Pada pameran berjudul Bersama: Tema dan Lukisan Sosial-Kemanusiaan Basoeki Abdullah di Museum Basoeki Abdullah, seniman diminta mendalami isu sosial-kemanusiaan, kemudian menuangkannya dalam seni. Karya salah satu perupa berupa lukisan tiga dimensi yang terbuat dari sampah. Perupa berharap karyanya meningkatkan kesadaran publik tentang masalah sampah.

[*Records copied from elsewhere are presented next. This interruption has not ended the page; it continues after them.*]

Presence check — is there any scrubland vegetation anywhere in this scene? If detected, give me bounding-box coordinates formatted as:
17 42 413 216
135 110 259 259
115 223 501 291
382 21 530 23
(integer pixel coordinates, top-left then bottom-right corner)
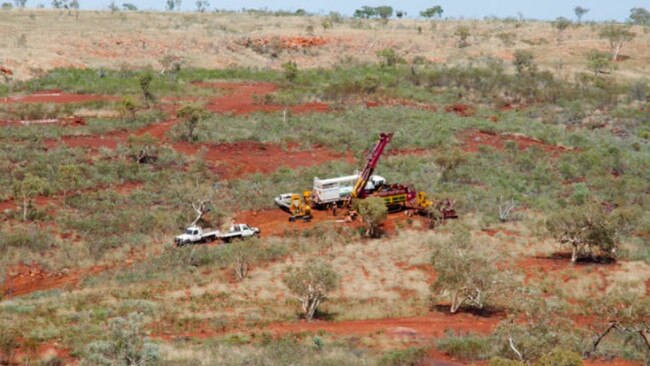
0 8 650 365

Sementara itu, G-20 atau kelompok 20 negara dengan produk domestik bruto (PDB) terbesar di dunia menilai museum berkontribusi untuk edukasi publik, khususnya soal pembangunan berkelanjutan hingga perubahan iklim. Ini disimpulkan dari pertemuan para Menteri Kebudayaan G-20 di Roma, Italia pada akhir Juli 2021.
Pertemuan itu membahas bagaimana museum bisa diintegrasikan sebagai penggerak utama pemulihan pasca-pandemi. Pembahasan soal peran museum terhadap edukasi perubahan iklim juga dilakukan.
Ketua Dewan Museum Internasional (ICOM) mengatakan, museum punya posisi yang unik untuk mendukung kebijakan lingkungan berkelanjutan, menyebar informasi ilmiah, hingga mendorong praktik hidup berkelanjutan di masyarakat.
”Memerangi krisis iklim secara aktif adalah keharusan di zaman kita. Budaya memegang peran kunci, tidak hanya untuk mendorong pengetahuan, kesadaran dan perubahan perilaku, tetapi juga mempertahankan startegi mitigasi,” ujarnya.